Bottom Line: We compared pumpkin yield, A. mellifera flower visitation frequency and B. impatiens flower visitation frequency between treatments.Results indicated that supplementing pumpkin fields with either A. mellifera or B. impatiens hives did not increase their visitation to pumpkin flowers or fruit yield compared with those that were not supplemented.These results suggest that supplementation with managed bees may not improve pumpkin production and that A. mellifera and B. impatiens are important pollinators of pumpkin in our system.

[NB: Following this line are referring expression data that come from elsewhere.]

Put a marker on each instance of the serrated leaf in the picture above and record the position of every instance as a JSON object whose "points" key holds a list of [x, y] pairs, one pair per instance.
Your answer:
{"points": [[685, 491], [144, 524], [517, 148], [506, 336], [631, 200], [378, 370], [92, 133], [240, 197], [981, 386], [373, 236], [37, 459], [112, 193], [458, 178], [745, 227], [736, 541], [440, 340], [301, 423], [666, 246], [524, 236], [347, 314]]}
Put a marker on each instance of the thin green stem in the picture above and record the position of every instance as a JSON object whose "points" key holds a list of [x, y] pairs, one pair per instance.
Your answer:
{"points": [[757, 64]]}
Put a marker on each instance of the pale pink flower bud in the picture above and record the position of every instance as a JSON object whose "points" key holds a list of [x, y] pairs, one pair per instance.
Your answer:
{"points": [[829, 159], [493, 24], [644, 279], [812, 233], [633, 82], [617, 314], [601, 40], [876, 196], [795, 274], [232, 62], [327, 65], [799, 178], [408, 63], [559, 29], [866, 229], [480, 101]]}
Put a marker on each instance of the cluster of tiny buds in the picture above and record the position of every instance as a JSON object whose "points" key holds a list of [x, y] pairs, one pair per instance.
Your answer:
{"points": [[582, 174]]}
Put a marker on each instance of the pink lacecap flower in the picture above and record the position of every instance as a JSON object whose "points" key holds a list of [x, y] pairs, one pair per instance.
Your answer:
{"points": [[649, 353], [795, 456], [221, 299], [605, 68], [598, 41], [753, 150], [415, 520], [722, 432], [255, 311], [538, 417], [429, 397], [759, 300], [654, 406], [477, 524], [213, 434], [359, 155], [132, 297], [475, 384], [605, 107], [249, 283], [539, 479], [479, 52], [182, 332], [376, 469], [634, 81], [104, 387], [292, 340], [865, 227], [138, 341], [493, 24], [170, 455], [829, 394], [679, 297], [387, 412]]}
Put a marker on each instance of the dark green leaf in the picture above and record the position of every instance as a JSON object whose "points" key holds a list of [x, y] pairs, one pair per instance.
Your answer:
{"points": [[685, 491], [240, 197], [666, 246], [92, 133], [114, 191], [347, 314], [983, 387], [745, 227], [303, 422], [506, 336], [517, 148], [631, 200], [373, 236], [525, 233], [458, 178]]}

View Article: PubMed Central - PubMed

Affiliation: Department of Entomology, Cornell University, New York State Agricultural Experiment Station, Geneva, New York, United States of America. jessica.petersen@cornell.edu

ABSTRACT
Pollinators provide an important service in many crops. Managed honey bees (Apis mellifera L.) are used to supplement pollination services provided by wild bees with the assumption that they will enhance pollination, fruit set and crop yield beyond the levels provided by the wild bees. Recent declines in managed honey bee populations have stimulated interest in finding alternative managed pollinators to service crops. In the eastern U.S., managed hives of the native common eastern bumble bee (Bombus impatiens Cresson) may be an excellent choice. To examine this issue, a comprehensive 2-yr study was conducted to compare fruit yield and bee visits to flowers in pumpkin (Cucurbita pepo L.) fields that were either supplemented with A. mellifera hives, B. impatiens hives or were not supplemented. We compared pumpkin yield, A. mellifera flower visitation frequency and B. impatiens flower visitation frequency between treatments. Results indicated that supplementing pumpkin fields with either A. mellifera or B. impatiens hives did not increase their visitation to pumpkin flowers or fruit yield compared with those that were not supplemented. Next, the relationship between frequency of pumpkin flower visitation by the most prominent bee species (Peponapis pruinosa (Say), B. impatiens and A. mellifera) and fruit yield was determined across all pumpkin fields sampled. Fruit yield increased as the frequency of flower visits by A. mellifera and B. impatiens increased in 2011 and 2012, respectively. These results suggest that supplementation with managed bees may not improve pumpkin production and that A. mellifera and B. impatiens are important pollinators of pumpkin in our system.